Could MS be caused by restricted blood flow? One Italian scientist has gotten amazing results by treating blocked veins in MS patients.

Holy Crap! There could be a cure for Multiple Sclerosis (MS)!  Even more remarkable, this cure could be coming from outside of the established MS research community. There isn’t agreement on the exact nature and cause of MS, but an Italian doctor, Paolo Zamboni from the University of Ferrara, has developed a theory and provided a possible treatment. Zamboni believes that most cases are caused by the build up of iron due to restricted blood flow in veins. This proposed condition, Chronic Cerebrospinal Venous Insufficiency (CCSVI), turns accepted MS theory on its head. Yet of the 65 patients Zamboni treated 73% have lived for more than two years without symptoms. Check out Zamboni’s explanation video, and a Canadian news segment on his work, after the break.

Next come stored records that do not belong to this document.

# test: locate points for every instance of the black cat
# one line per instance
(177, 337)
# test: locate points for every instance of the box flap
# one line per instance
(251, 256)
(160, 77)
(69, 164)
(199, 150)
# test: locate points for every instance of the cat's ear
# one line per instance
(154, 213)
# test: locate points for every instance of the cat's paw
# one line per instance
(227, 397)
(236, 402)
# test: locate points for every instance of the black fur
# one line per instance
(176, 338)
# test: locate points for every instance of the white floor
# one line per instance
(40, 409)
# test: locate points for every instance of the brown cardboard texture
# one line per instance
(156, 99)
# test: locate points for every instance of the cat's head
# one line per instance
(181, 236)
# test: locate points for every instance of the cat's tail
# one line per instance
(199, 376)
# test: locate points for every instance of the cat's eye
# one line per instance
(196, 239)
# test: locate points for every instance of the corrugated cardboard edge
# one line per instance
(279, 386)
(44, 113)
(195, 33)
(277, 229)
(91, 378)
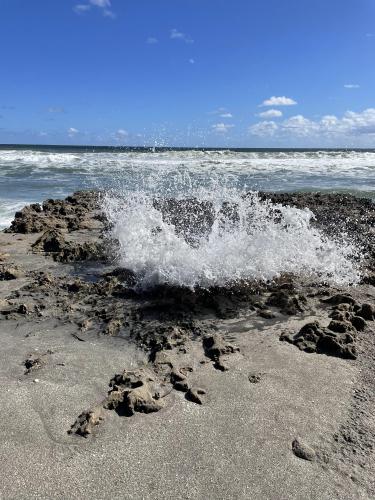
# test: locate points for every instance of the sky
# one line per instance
(217, 73)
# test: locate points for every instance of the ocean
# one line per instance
(34, 173)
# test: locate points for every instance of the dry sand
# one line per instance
(236, 445)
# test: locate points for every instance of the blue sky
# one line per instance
(241, 73)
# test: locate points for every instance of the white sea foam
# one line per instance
(261, 243)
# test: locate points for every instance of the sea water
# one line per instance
(258, 245)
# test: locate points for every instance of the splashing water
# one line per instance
(218, 236)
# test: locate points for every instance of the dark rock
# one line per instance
(288, 304)
(133, 392)
(266, 314)
(86, 422)
(340, 326)
(255, 378)
(215, 347)
(359, 323)
(51, 241)
(339, 299)
(303, 450)
(367, 312)
(195, 395)
(314, 338)
(8, 273)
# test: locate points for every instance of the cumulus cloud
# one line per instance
(178, 35)
(72, 131)
(279, 101)
(222, 128)
(121, 134)
(271, 113)
(104, 5)
(56, 109)
(351, 124)
(264, 129)
(81, 8)
(222, 112)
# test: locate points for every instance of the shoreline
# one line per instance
(218, 393)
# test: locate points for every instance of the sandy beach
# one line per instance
(112, 393)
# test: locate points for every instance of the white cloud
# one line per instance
(81, 8)
(121, 133)
(178, 35)
(57, 109)
(279, 101)
(222, 128)
(271, 113)
(351, 124)
(72, 131)
(104, 5)
(299, 125)
(264, 129)
(109, 13)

MS is a debilitating condition where the myelin sheath on nerves is slowly destroyed. Lesions (aka scleroses) form in the brain and spinal cord. During regular relapses, and over time, patients lose muscle control and neurological function. In short, MS is awful.  MS is commonly regarded as an autoimmune disease with a strong genetic bias. Zamboni essentially proposes that it is a vascular disease that can be corrected fairly easily. As with angioplasty, CCSVI is treated by inserting a balloon or metal stent into a blocked vein (typically the jugular or azygos). This corrects blood flow and MS symptoms just seem to melt away. While this appears to be miraculous news for the 2.5 million sufferers world wide, the MS Society of Canada is calling for more tests and research before supporting the CCSVI theory. The National MS Society in the US acknowledges that more research is needed but encourages its members not to get tested for CCSVI or seek vascular surgery. Still, online forum discussions on the CCSVI-MS connection are rampant, and many are clamoring for surgical trials in North America.

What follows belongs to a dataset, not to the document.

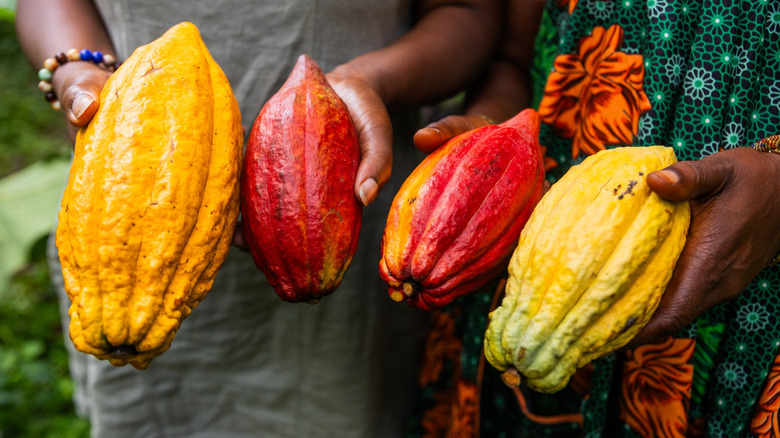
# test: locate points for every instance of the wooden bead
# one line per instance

My own skepticism about CCSVI is partially augmented by a remarkable coincidence around Zamboni’s discoveries. First, his wife Elena Ravalli began to suffer from MS in 1995. This inspired Zamboni to research the disease. Zamboni  is a vascular surgeon and he just so happens to discover that MS is a vascular condition with a surgical cure. I ask myself, if an orthopedic surgeon had a spouse who developed MS, would the cure for MS magically be a bone graft?

Still, it’s hard to argue with Zamboni’s results. Using Doppler ultrasound techniques and MRI scans, he found that 90% of MS patients had deformations or damage (called strictures) to the veins draining blood from the brain. Doctors have long noted that MS patients have higher levels of iron deposits in the brain. Zamboni proposes that these deposits are not a by-product, but a key cause of MS. By opening venous strictures, he believes that iron is able to be removed from the brain and spine. 65 patients were treated by Zamboni’s team and showed remarkable improvements. Active scleroses for the group dropped from 50% to 12%, and 73% of patients had no MS symptoms after two years. Mrs. Ravalli has gone more than three years without a MS relapse.

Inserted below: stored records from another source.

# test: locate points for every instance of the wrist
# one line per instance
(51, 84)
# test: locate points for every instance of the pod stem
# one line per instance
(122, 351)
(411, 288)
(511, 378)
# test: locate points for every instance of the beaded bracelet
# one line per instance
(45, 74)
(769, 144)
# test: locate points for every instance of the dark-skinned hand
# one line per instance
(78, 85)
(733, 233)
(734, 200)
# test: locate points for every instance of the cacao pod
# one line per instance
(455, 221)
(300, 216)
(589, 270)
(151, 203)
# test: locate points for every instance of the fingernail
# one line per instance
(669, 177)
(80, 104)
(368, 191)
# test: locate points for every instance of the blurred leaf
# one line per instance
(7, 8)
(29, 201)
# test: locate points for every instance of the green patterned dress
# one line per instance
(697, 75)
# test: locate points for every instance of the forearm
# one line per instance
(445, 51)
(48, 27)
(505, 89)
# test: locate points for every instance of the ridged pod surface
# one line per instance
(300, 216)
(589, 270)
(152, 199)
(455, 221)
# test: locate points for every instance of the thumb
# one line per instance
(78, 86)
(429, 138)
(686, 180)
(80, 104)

As wonderful as these cures may appear, there is much more research to be done. 65 patients is a very small sample set. To that end, Dr. Bianca Weinstock-Guttman at SUNY Buffalo, and Dr. Mark Haacke at McMaster University in Hamilton are each pursuing separate verification of Zamboni’s work. SUNY is actively seeking 1700 adults and children (with and without MS) for studies in blood flow and iron levels using MRI and ultrasound. Haacke, a renowned expert in imaging, is requesting patients to send him MRI scans.

It’s still much too early to know if Zamboni’s CCSVI theory will be proven correct, or if there will ever be a proven surgical cure for MS. Yet the Italian doctor’s work gives hope to all of us who want to live longer and healthier. Diseases with unknown causes are the unpredictable roadblocks on the path of life. The sooner that each can be understood and cured the better all of our chances will be to live forever. Even if you’re not into the whole immortality game, work like Zamboni’s shows that given the right conditions, researchers may find completely new solutions to the problems that plague our friends and families. That’s good news for everyone.